Dr Samantha Jove, professor of Marine Sciences and leader of a team of marine scientists from University of Georgia who were among the first to report huge underwater oil plumes thousands of feet below the GOM surface, has reported that recent submarine surveys of the ocean floor in the BP Macondo spill region show little sign of recovery.  As stated in a recent chat on Science Now, her journey to the sea bottom revealed a total lack of infaunal organisms (worms,) and holothurians (sea cucumbers,) as well as dead brittle stars, a few sickly crabs, and oiled, dead corals.  Flocculent (oil mousse) deposits were found at every site sampled and there was a striking lack of evidence of microbial degradation leading her to conclude that, “[s]ome component of the microbial community that degrades such complex carbon structures is ‘stuck’.”  In response to questions regarding the potential for dispersants to affect such microbial activity, Dr. Mandy replied, “[d]ispersants could influence microbial activity–we are trying to get dispersant from NALCO to study its impacts on pure cultures and natural microbial communities.  And, I have heard that ammonium sulfate was added to the dispersant to alleviate nitrogen limitation of the oil degrading microorganisms…”  Dr. Mandy, who suffers from asthma, claimed she had breathing difficulty in the area around the wellhead before it was capped, and where people were suffering burns.  While sampling oily sediments, she and several team members suffered red rashes – a condition she had never experienced working in oily mud previously.
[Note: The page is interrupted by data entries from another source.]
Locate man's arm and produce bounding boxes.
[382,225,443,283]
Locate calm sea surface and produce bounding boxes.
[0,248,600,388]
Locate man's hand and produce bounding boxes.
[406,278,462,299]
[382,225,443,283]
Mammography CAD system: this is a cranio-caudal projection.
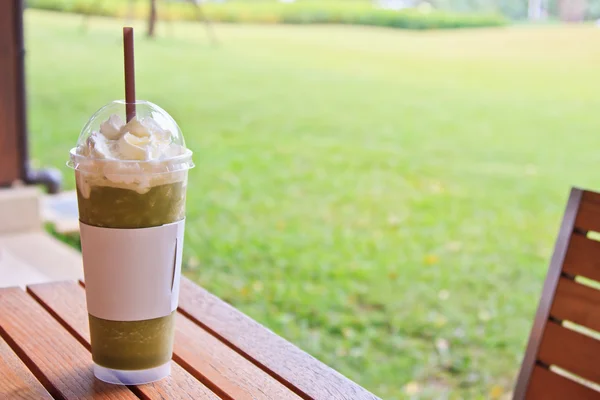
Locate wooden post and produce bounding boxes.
[0,0,61,193]
[0,0,27,186]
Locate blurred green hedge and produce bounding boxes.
[27,0,507,29]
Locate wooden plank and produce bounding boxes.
[563,234,600,281]
[0,288,138,400]
[538,321,600,383]
[27,281,219,399]
[575,191,600,232]
[71,285,300,400]
[173,314,300,400]
[0,337,52,400]
[514,188,583,400]
[550,278,600,332]
[527,365,600,400]
[179,278,378,400]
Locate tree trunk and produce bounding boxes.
[148,0,156,38]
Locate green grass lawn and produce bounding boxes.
[26,11,600,399]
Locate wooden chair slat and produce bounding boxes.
[550,278,600,332]
[0,288,138,400]
[179,278,378,400]
[575,191,600,232]
[563,234,600,281]
[173,314,300,400]
[27,282,218,400]
[538,321,600,383]
[0,337,52,400]
[527,365,600,400]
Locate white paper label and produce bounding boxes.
[80,220,185,321]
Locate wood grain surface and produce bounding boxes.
[527,365,600,400]
[575,191,600,232]
[0,331,52,400]
[563,234,600,281]
[538,321,600,383]
[27,282,219,400]
[0,0,23,186]
[179,277,378,400]
[550,277,600,332]
[0,288,138,400]
[174,315,300,400]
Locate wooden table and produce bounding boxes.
[0,278,377,400]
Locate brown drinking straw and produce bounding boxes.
[123,27,135,122]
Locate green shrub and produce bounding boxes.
[27,0,507,29]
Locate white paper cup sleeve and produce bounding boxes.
[80,220,185,321]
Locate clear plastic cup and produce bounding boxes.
[68,101,194,385]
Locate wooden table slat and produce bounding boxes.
[538,321,600,384]
[527,366,600,400]
[0,288,138,400]
[179,277,378,400]
[0,337,52,400]
[27,282,219,400]
[174,314,300,400]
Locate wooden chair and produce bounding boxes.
[513,189,600,400]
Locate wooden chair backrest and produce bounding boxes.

Dr. Mandy’s blog is Gulf Oil Blog

The BP Macondo Deepwater Horizon spill in the Mississippi Canyon region of the Gulf of Mexico is estimated to have released between 62500 to 68000 barrels of oil per day (bopd) for 84 days (a barrel is 42 US gallons or  159 liters) between the dates of April 22, 2010 and July 14, 2010.
What is rarely, if ever mentioned though, is the accompanying gaseous hydrocarbon release.  In the February 13, 2011 publication of Nature Geoscience, Dr. Joye has estimated that the gaseous component of the spill amounted to 500,000 tons of low-molecular-weight hydrocarbon gases, methane to pentane.
Sampling data from various stations within 20km of the wellhead showed elevated alkane concentrations exceeding background by up to 75000 times in discrete layers between 1000m and 1300m in depth.  Among these were regions with low alkane levels which also showed severly depleted O2 levels, suggesting oxygen depletion via oxidation of the alkanes by organisms such as Methylosinus sp., Pseudomonas butanovora, Gordonia sp., and Mycobacterium vaccae.  Oxygen levels are further depleted by microorganism consumption of disolved and dispersed oil.  The reduction of limited available oxygen resources by microbial metabolism of oil and gasses poses a very significant hazard of reducing the oxygen concentration below 63uM, the level at which many oxygen-requiring animals become stressed and die. This situation may well lead to multiple anoxic (oxygen starved) dead zones around the spill site.